Okay, so eine gute Idee kommt in Zeiten eines erwachenden Nationalismus in Europa nicht so gut an, wäre aber zur Verhinderung von künftigen Terroranschlägen in Europa vermutlich wirksamer, als der syrischen Bevölkerung ihre Familienmitglieder wegzubomben. Für mich würde es keinen großen Unterschied machen, ob meine Frau oder Kinder bei einem nett gemeinten humanitären Bombenangriff „versehentlich“ von vermeintlichen Helfern aus der Luft oder von Feinden am Boden getötet würden.
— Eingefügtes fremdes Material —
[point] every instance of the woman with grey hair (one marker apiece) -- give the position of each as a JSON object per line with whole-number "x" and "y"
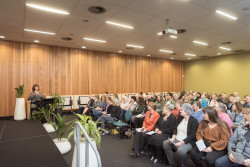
{"x": 183, "y": 138}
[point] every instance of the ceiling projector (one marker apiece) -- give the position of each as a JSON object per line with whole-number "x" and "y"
{"x": 167, "y": 30}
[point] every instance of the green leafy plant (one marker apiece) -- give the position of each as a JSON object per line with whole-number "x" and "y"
{"x": 20, "y": 91}
{"x": 58, "y": 101}
{"x": 89, "y": 126}
{"x": 45, "y": 113}
{"x": 60, "y": 126}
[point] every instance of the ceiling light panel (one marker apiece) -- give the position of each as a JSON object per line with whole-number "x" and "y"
{"x": 47, "y": 9}
{"x": 226, "y": 15}
{"x": 95, "y": 40}
{"x": 42, "y": 32}
{"x": 119, "y": 25}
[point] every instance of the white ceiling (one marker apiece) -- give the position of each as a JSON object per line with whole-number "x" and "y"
{"x": 147, "y": 17}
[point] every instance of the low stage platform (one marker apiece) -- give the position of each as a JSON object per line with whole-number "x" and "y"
{"x": 27, "y": 144}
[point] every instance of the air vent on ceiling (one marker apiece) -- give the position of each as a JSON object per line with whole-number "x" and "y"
{"x": 97, "y": 9}
{"x": 66, "y": 38}
{"x": 239, "y": 50}
{"x": 181, "y": 31}
{"x": 226, "y": 43}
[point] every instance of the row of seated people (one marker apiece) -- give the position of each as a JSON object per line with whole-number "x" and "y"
{"x": 181, "y": 134}
{"x": 140, "y": 106}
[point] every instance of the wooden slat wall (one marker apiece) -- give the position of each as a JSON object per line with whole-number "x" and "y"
{"x": 71, "y": 71}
In beiden Fällen würde ich vermutlich auf Rache sinnen und womöglich versuchen, die Mörder in ihren Ländern ebenfalls anzugreifen und möglichst viele von ihnen mitzunehmen. Wenn man seine Liebsten verloren hat, ist einem dann wahrscheinlich auch egal, wenn man dabei draufgeht. Irgendwann ist einem alles egal. Dass auch dies von den Führern noch mit einem Schuss religiös verbrämten Wahnsinn eiskalt ausgenutzt wird, darf nicht verwundern.
Reichen 30 Jahre?
Angesichts der unübersichtlichen Lage und des Hin und Her der Gebietsgewinne und -verluste erinnert dieser Bürgerkrieg, der witzigerweise nicht so sehr von Bürgern sondern gegen Bürger geführt wird, an den 30-jährigen Krieg von 1618 bis 1648. Da wusste am Ende auch keiner mehr so ganz genau, wer, wann und warum mit wem kooperiert hatte oder warum diese gequirlte Kacke überhaupt begonnen hatte. Auch da wurde Religion als Vorwand für Land- und Machtgewinn genutzt, und zwar die christliche, ganz ohne Muslime. Auch da kämpften Alle in verschiedenen Allianzen in erster Linie zum eigenen Vorteil. Auch da verreckte ein großer Teil der Bevölkerung, ohne dass das die Kriegsherren groß gestört hätte. Erst nachdem das Land weitgehend zerstört und ein Großteil der Bevölkerung gestorben war, kam es nach 30 Jahren sinnloser Kriegführung zum Westfälischen Frieden.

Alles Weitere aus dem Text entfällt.